The rink opens up for me, and I read through all the layers of movement: defenders spreading wide to cut off passing lanes, Blair ghosting into position on my wing. The clock is bleeding seconds. There’s under a minute left now.

I feint, drawing the defense with me, then slide the puck to Hollow.

He takes it cleanly, weaving through a check, while Blair opens an impossible lane and accelerates toward the net.

I skate into the slot as Hollow holds the puck, drawing their defenseman and closing angles.

He drops a pass to Hayes at the point; Hayes shoots it to Blair.

The goalie slides, anticipating Blair’s shot, and Blair begins his windup.

The goalie commits, a gambler going all in.

And Blair, my Blair, passes; he lasers the puck across the crease to me. It meets my stick with a hard, clean shock that travels up my arms.
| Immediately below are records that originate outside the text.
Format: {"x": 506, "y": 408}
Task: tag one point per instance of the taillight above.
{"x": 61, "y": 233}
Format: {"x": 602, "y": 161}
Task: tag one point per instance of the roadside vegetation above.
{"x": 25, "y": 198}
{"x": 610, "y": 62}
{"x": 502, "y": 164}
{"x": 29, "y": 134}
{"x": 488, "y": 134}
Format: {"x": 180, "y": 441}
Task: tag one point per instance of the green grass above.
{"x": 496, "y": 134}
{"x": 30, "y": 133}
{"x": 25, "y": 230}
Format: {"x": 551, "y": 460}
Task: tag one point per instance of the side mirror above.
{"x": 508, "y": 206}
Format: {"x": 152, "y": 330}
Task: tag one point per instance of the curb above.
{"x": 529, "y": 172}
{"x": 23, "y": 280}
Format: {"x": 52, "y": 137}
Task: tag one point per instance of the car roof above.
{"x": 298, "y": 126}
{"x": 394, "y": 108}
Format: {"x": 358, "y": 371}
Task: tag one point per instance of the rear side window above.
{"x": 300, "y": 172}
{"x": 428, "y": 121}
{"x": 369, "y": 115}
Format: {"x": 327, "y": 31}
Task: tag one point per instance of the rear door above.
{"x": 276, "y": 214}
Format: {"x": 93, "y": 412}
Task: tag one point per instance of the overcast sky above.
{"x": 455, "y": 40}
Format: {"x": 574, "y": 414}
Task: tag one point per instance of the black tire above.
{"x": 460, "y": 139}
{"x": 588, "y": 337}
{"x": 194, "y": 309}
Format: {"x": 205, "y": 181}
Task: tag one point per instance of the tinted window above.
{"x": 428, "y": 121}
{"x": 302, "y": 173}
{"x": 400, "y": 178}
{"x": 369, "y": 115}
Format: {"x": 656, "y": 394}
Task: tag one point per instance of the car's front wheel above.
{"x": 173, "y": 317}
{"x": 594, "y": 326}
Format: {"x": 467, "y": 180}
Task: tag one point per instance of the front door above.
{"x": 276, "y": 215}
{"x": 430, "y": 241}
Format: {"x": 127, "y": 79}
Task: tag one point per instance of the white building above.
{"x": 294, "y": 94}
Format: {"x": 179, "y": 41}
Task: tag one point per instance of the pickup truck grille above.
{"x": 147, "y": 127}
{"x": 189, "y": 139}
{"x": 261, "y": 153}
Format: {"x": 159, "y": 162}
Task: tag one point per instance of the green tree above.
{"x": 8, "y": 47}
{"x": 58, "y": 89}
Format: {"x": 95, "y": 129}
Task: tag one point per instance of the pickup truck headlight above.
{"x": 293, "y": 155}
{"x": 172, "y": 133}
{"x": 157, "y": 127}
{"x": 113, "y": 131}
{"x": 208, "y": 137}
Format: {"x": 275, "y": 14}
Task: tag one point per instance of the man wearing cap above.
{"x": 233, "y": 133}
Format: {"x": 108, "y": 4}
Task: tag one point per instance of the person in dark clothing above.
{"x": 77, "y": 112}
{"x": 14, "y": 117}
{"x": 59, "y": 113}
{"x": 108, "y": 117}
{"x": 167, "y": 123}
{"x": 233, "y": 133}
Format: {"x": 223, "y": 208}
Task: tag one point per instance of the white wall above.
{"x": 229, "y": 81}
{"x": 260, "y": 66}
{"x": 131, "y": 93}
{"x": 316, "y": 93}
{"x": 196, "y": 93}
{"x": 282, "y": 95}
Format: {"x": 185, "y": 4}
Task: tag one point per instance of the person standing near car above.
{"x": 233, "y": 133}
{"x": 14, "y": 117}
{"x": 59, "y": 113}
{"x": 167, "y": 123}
My blades bite. My wrists twist, and the puck soars?—

And the goal horn wails.

I thrust both arms skyward. Euphoria explodes through me as the red light bathes the ice while that beautiful horn keeps screaming.

Blair crashes into me, wrapping me up before we are lost in the mess of the noise of the crowd and the post-game music. “Fuck, I love you,” Blair shouts.

Hollow and Hayes arrive, and we are buried in a pileup against the boards. “Only one more left, baby!” Hayes cries. “One fucking more!”

Blair’s gloved hand lands on the back of my neck. He pulls me forward until our helmets touch. A photographer’s lens flashes behind us, capturing a moment I know I will die to protect.

“Only with you,” Blair says, his voice for me alone. “Only with you.”

And I think, whatever comes, it begins and ends with you.